De l'autre côté de la pièce, Isabella était assise dans un fauteuil près de la fenêtre. Une lampe à lumière douce éclairait le livre ouvert sur ses genoux, un manuscrit qu'elle devait examiner pour le travail. Pourtant, les mots sur les pages semblaient flous, ses pensées constamment détournées vers un autre sujet.
Elle jeta un coup d'œil discret vers Emmett. Il avait l'air si détendu, si sûr de lui. Mais derrière cette façade paisible, elle voyait maintenant quelque chose de différent. Chaque sourire, chaque geste lui paraissait empreint d'un secret qu'elle n'avait pas encore entièrement dévoilé.

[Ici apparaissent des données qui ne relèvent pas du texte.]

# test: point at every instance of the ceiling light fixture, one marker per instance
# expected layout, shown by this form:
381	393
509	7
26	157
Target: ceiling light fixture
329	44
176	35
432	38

Sans bruit, elle posa le livre à côté d'elle et attrapa son téléphone. Le poids des documents qu'elle avait trouvés plus tôt dans la semaine semblait brûler sa conscience. Elle ouvrit sa galerie, où les photos des papiers qu'elle avait prises s'affichaient en une mosaïque froide et distante.
Elle agrandit une image : le contrat signé par Emmett avec l'entreprise mystérieuse. Edward avait dit que c'était une société-écran, et elle commençait à le croire. Une autre photo montrait des relevés bancaires avec des montants qui ne correspondaient à rien de ce qu'elle connaissait dans leur vie commune.
Isabella sentit un frisson parcourir son échine. Ces preuves étaient accablantes, mais elles soulevaient plus de questions qu'elles n'apportaient de réponses. Qu'était réellement cette entreprise ? Pourquoi Emmett n'en avait-il jamais parlé ? Et, surtout, était-il l'homme qu'elle croyait connaître depuis tant d'années ?
Elle leva brièvement les yeux vers Emmett. Il semblait si insouciant, si normal. La juxtaposition entre son apparence détendue et les découvertes qu'elle venait de faire lui donnait un goût amer.
Pour la première fois, une pensée s'imposa dans son esprit avec une clarté troublante : Et si Emmett n'avait plus de place dans ma vie ?
Le match s'emballa, et Emmett réagit vivement, levant les bras pour célébrer un point marqué. Mais Isabella ne partagea pas son enthousiasme. Elle était déjà ailleurs, plongée dans ses propres interrogations.
Une question la hantait, refusant de se taire, alors qu'elle éteignait son téléphone et reprenait le livre sur ses genoux, plus par automatisme que par véritable envie de lire.